Trying to Be Everything to Everybody?
Sunday, March 30, 2008
That's your problem -- Defining your industry as say "Media" is too broad and not specific enough. Taking the opposite approach would be more advantagous to your company in the shorter and longer term.
For example, spinning off a unique sub-category of "advertising" will yield far better for your brand than broadly trying to encompass the concept of "media", which has already been divided and sub-divided into many distinct categories (err... industries) in the minds eye of the consumer.
Much easier to divide and sub-divide your market indefinately than it is to collapse it all together under a single brand, which is what you may be trying to do. Don't.
Even if consolidating your industry is what you're ultimately driving at, you must know that a market can't be collapsed under a single brand until you own numerous positions within that market.
It can't be an accelerated process and it takes an extremely savvy strategist at the helm to execute. It's highly doubtful even the Big Two-or Three in your industry have this person, yet it's the kind of undertaking you should fear most by your competitors.
Vast resources and mass market acceptance has placed your industry's top-guns in the enviable position of being able to deploy customized solutions as and when new market opportunities crop up. Before less developed companies can organize a response, big companies have subsumed all viable niche opportunities into themselves. Sadly, the majority of advertising agencies operating today belong to but a handful of holding companies whose evil purpose it is to control everything.

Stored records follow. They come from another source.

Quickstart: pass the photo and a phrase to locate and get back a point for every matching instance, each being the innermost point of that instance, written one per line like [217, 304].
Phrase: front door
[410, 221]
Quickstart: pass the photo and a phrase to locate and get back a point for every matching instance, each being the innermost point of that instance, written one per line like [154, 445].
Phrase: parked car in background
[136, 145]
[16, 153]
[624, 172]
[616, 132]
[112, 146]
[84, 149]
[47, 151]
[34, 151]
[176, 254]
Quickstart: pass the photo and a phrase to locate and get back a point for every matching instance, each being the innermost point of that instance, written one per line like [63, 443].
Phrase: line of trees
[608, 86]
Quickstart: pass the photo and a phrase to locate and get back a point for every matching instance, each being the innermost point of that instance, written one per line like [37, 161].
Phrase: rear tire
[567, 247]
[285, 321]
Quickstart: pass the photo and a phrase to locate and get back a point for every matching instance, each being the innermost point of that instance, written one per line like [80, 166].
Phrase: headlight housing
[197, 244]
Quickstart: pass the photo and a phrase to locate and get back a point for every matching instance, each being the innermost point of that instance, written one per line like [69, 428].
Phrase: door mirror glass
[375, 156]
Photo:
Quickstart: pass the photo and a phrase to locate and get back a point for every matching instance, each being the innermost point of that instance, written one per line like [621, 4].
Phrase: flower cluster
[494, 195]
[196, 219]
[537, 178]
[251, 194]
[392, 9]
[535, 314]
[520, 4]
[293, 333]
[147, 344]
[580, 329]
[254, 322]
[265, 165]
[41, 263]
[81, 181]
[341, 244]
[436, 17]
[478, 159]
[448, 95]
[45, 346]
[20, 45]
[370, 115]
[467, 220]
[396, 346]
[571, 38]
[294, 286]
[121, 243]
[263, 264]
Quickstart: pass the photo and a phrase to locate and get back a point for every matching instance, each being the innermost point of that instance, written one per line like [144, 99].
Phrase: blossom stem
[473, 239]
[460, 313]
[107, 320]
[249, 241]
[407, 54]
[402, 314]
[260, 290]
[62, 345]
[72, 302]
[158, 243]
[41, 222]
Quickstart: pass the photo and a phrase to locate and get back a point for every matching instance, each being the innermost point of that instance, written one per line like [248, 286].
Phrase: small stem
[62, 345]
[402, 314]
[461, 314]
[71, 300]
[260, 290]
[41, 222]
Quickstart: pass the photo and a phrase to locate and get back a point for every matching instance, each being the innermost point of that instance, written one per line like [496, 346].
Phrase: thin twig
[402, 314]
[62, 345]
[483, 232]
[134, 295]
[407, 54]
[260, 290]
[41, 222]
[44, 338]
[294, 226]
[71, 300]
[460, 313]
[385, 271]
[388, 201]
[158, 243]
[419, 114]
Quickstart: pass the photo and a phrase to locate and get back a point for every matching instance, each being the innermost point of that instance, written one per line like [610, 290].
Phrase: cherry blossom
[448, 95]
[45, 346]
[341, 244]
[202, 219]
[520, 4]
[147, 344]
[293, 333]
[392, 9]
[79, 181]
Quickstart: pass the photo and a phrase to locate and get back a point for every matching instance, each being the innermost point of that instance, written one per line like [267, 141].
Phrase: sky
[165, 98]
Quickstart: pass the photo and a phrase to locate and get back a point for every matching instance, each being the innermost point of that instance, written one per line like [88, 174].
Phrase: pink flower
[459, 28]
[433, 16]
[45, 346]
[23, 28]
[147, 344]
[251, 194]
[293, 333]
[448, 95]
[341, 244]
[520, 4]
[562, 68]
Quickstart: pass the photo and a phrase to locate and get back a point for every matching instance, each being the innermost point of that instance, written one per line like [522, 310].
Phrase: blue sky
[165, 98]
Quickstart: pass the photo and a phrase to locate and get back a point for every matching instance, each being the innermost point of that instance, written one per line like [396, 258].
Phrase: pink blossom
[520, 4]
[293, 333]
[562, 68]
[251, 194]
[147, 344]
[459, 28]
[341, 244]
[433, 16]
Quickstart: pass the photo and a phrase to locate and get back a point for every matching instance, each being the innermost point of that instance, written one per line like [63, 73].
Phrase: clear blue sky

Small businesses like yours have no such initiative of scale. Fortunately for us guys, most attempts by large companies to consolidate the market in such a manner fail. Despite succeeding in advertising, trying to concentrate on too many targets usually leads to hitting none. Therefore your marketing mandate is to deliver a more complete argument to narrower audience.
Your absolute best chance of dominating anything is to paint yourself into a corner. Stake out a niche and own it. Do everything in your power to make competition with you impossible. You can't succeed in that if you're trying to be everything to everybody--you must patiently cultivate authority and trust within a small crowd possessing well-defined consumer needs. Only after you own your segment totally can you think about encroaching on someone else's.